Species B, thick cuticle, lower-surface stomata: The terrestrial environment risks severe water loss through leaf surfaces, particularly in drought. The thick waxy cuticle is hydrophobic and blocks evaporation from the leaf surface. Stomata on the lower surface are shaded from direct sunlight, reducing leaf temperature and the rate of water vapour evaporation through open pores, minimising transpiration. [2]

Species B, rapid ABA closure: During drought, rapid stomatal closure in response to ABA prevents runaway water loss that could be fatal.
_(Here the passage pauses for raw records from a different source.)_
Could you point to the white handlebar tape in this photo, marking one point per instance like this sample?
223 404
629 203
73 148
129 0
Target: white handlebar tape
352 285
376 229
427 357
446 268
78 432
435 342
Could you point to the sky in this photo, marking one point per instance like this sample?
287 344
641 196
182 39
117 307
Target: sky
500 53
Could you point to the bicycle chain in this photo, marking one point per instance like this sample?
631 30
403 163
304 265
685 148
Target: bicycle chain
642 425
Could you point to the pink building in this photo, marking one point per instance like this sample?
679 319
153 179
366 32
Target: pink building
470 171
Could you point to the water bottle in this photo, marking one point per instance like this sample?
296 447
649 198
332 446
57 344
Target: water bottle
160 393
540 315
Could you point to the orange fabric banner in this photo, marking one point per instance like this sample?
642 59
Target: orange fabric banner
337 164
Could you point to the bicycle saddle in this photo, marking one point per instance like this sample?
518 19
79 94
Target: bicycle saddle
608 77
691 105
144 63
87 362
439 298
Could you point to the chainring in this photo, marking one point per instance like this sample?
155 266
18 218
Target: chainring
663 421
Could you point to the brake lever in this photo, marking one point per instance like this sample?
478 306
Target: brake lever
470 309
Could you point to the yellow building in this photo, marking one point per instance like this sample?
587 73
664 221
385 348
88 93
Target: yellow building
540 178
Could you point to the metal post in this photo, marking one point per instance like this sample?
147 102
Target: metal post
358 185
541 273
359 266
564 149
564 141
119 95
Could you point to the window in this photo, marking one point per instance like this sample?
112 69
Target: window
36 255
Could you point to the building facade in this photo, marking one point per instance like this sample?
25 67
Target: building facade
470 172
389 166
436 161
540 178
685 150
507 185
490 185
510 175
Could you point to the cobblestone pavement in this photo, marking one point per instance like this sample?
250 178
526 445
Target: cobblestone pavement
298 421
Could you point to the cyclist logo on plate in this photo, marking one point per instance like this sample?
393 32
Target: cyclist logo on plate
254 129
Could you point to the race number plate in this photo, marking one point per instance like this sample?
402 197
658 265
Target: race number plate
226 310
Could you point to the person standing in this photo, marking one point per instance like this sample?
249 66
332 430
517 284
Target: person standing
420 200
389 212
By closing quickly when water stress is detected, the plant limits transpiration at the cost of temporarily reducing CO₂ uptake for photosynthesis, a trade-off that prioritises survival over growth rate. [2]

Q4, Rice aerenchyma (6 marks)

4.1 Aerenchyma, large air channels running through stem and root tissue [1]. O₂ produced by photosynthesis in the above-water leaves diffuses down through these channels to the submerged roots, where it is used for aerobic respiration, preventing anaerobic conditions from killing the roots [1].

4.2 O₂ moves downwardfrom the above-water leaves (where it is produced by photosynthesis and where atmospheric O₂ is also available) to the submerged roots (where O₂ concentration is very low). The driving force is diffusionpassive movement from high concentration (leaves) to low concentration (roots) down the diffusion gradient [1 for direction, 1 for diffusion].

4.3 During the drained period, the roots are no longer surrounded by anaerobic sediment. O₂ from the soil air spaces can now diffuse directly into the roots [1]. Aerenchyma would be less essential for root survival during this period, although it would still be present structurally. Aerobic respiration in roots could be sustained by soil O₂ rather than relying entirely on the aerenchyma pathway [1]. Accept any answer that correctly identifies the change in O₂ availability when the soil is drained and adjusts the functional importance accordingly.